Effect of Nickel doping on Cobalt Oxide nanoparticles for energy storage applications

We present a comprehensive study on the utilization of Ni-doped Co3O4 nanoparticles for energy storage applications, particularly in supercapacitors. X-ray diffraction analysis confirms the structural integrity and phase purity of the samples, exhibiting the characteristic peaks of the cubic spinel structure. X-ray photoelectron spectroscopy confirms the presence of Co, Ni, and O elements, with different valence states observed. Scanning electron microscope images reveal irregular nano-flakes with increased particle size and reduced porosity as the Ni doping concentration rises. The surface properties of nickel-doped cobalt oxide (Co3O4) nanoparticles are investigated through Brunauer–Emmett–Teller (BET) analysis. The research focuses on elucidating the specific surface area and adsorption characteristics, providing insights into the structural and textural features of the Ni-doped Co3O4 nanomaterials.
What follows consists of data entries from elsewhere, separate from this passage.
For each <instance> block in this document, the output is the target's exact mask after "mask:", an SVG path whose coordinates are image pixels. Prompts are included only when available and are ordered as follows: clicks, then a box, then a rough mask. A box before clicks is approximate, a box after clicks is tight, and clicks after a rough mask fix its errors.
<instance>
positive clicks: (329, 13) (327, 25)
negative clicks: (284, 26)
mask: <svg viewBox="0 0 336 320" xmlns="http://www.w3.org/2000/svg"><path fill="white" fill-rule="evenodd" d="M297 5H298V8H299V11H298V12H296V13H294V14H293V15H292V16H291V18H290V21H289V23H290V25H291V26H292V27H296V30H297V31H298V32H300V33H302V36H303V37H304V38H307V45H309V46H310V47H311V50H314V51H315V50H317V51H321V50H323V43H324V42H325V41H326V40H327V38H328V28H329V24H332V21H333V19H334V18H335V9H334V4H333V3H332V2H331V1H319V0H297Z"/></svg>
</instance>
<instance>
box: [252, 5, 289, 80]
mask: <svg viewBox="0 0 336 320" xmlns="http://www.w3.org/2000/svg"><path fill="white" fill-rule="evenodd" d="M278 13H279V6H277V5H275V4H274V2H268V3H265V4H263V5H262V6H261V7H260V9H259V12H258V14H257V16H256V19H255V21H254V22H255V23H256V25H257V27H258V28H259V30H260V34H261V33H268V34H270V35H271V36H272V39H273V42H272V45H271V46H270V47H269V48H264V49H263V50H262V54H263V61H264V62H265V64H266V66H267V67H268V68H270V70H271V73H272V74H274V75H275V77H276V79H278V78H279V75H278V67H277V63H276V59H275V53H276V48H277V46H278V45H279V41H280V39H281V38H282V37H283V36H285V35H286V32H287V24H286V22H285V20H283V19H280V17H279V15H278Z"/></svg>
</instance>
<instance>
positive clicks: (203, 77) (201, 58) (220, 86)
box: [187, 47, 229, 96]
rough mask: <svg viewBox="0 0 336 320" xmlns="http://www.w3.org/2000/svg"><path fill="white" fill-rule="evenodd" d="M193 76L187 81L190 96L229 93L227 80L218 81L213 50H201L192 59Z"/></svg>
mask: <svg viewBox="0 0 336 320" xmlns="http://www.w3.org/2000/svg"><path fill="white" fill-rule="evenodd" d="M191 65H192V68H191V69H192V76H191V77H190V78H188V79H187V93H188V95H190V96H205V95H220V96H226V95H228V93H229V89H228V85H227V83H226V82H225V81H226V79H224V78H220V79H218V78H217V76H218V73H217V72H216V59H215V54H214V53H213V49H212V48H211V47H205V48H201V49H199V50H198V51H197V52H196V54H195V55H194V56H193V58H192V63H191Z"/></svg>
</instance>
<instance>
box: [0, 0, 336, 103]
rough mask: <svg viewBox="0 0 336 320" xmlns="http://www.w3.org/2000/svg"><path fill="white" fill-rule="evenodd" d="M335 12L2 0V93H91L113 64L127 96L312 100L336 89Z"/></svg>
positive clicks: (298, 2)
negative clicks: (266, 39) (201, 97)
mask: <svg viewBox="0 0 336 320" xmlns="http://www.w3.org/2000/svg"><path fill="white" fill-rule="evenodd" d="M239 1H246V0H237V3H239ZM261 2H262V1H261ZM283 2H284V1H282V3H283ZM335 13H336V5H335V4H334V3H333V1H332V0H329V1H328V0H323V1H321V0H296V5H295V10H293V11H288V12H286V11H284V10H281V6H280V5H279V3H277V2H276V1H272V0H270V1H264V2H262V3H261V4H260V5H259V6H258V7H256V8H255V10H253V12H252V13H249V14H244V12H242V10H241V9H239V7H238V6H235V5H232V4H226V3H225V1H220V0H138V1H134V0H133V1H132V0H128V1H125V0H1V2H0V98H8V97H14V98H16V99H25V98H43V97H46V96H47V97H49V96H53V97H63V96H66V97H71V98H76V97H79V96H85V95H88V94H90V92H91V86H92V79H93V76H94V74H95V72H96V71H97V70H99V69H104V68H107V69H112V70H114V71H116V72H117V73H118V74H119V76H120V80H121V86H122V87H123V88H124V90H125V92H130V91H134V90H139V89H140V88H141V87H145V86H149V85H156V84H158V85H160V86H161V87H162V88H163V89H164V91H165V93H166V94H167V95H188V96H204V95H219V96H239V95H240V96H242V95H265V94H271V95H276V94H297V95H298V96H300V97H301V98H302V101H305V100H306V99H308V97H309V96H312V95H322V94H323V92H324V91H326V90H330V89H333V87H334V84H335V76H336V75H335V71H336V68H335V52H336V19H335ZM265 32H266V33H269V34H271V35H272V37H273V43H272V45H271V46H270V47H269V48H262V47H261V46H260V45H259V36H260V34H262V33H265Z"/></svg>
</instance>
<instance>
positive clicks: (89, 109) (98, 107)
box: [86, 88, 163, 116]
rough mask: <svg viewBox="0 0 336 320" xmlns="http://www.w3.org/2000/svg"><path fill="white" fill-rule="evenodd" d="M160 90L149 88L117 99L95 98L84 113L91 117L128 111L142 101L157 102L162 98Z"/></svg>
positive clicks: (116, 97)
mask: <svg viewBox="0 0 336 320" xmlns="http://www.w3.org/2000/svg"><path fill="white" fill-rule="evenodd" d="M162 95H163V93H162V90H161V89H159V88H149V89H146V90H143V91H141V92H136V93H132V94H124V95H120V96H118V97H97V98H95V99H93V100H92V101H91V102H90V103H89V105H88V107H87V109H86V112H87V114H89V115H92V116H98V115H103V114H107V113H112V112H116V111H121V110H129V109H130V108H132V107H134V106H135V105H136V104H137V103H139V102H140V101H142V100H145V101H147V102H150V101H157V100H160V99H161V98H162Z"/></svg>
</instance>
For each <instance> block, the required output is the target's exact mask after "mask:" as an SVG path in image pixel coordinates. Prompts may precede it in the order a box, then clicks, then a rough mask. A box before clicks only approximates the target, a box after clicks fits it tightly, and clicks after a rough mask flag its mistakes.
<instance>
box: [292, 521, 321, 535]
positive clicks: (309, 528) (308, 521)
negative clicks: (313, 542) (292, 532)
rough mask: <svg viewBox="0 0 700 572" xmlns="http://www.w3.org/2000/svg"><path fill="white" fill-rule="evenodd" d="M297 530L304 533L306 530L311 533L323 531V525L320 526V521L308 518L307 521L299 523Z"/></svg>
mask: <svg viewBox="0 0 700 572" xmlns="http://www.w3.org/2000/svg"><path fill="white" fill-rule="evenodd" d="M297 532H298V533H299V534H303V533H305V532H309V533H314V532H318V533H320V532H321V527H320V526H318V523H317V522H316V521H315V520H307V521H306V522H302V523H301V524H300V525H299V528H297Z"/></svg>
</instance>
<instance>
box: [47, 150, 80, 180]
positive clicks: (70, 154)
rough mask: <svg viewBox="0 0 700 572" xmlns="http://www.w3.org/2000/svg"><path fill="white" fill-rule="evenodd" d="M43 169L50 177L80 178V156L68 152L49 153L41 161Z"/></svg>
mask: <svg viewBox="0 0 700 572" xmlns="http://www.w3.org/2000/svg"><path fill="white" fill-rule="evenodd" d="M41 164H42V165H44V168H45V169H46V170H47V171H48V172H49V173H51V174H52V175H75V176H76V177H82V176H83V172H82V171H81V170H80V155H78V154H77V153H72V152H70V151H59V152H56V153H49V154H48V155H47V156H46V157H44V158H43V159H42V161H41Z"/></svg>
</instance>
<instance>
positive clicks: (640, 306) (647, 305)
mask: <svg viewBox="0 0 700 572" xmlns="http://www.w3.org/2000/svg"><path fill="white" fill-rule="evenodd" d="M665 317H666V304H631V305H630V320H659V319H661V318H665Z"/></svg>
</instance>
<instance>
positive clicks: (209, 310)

Electrochemical analysis, including cyclic voltammetry and galvanostatic charge–discharge tests, demonstrates promising performance. Specifically, the 3 wt% Ni-doped Co3O4 sample exhibits a maximum specific capacitance of 299 F/g at a scan rate of 5 mV/s. The galvanostatic charge–discharge (GCD) profiles of all three Ni-doped Co3O4 nanoparticles were carried out, revealing quasi-triangular charge–discharge curves attributed to both pseudo capacitive and electric double-layer processes. Moreover, the 3% Ni-doped Co3O4 nanoparticles demonstrate a maximum specific capacitance of 347 F/g at a scan rate of 1.5 A/g. Additionally, the 5% Ni-doped Co3O4 nanoparticles exhibit an impressive capacity retention of 90% even after 5000 cycles. Our findings indicate that appropriate Ni doping on Co3O4 nanoparticles enhances their electrochemical performance, showing great potential for supercapacitor applications.